MOVING? Confederate statute outside Jefferson County courthouse. - ARKANSAS HISTORIC PREERVATION
  • Arkansas Historic Preervation
  • MOVING? Confederate statute outside Jefferson County courthouse.

The Arkansas Democrat-Gazette reported this morning on Jefferson County Judge Gerald Robinson's idea to remove a Confederate statue that stands at the entrance to the Jefferson County courthouse in Pine Bluff. A hubbub is likely to follow, but he's right.

Good thing this article didn't appear a week ago, with legislation pending to usurp the authority of local government to do just such a thing. The bill failed, but the county judge's threat to move a relic of the cult of the Lost Cause might have mustered still more proponents for the bill. For now, the county judge is only looking at the idea. The newspaper quoted him:

"I think in today's time we're trying to move on, especially when dealing with racial harmony," Robinson said. "I don't think the Confederate statue depicts our country."

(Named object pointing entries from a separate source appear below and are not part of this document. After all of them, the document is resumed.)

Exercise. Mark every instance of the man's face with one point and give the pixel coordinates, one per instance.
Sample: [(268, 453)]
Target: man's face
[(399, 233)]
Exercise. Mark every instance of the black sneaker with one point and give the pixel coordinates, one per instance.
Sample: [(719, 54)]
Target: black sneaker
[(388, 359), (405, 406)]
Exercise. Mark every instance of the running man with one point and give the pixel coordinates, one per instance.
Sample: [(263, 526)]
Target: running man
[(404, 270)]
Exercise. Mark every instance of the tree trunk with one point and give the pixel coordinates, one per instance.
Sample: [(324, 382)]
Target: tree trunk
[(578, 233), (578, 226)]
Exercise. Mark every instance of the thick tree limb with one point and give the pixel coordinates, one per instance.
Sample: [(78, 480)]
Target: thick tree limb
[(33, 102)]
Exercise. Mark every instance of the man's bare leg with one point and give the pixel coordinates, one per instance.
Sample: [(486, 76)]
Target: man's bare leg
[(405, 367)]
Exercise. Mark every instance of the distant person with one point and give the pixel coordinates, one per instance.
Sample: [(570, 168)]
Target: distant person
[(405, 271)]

Robinson does not dispute the historical significance of the monument, but he said the history reflected by it refers to a time in American history when slavery tore apart the nation and mired it in a civil war that has cast a shadow ever since.

"That's not what this country is about," Robinson said. "We need to move on from it."

Amen. The statue memorializes the fight to preserve slavery. The 20th-century effort to memorialize that fight with statues all over coincided with a resurgence of the Ku Klux Klan and other concrete illustrations of a desire to hold back black people. Its symbolism is striking at the door of the seat of law for a county that has a majority black population and still bears the marks of centuries of discrimination.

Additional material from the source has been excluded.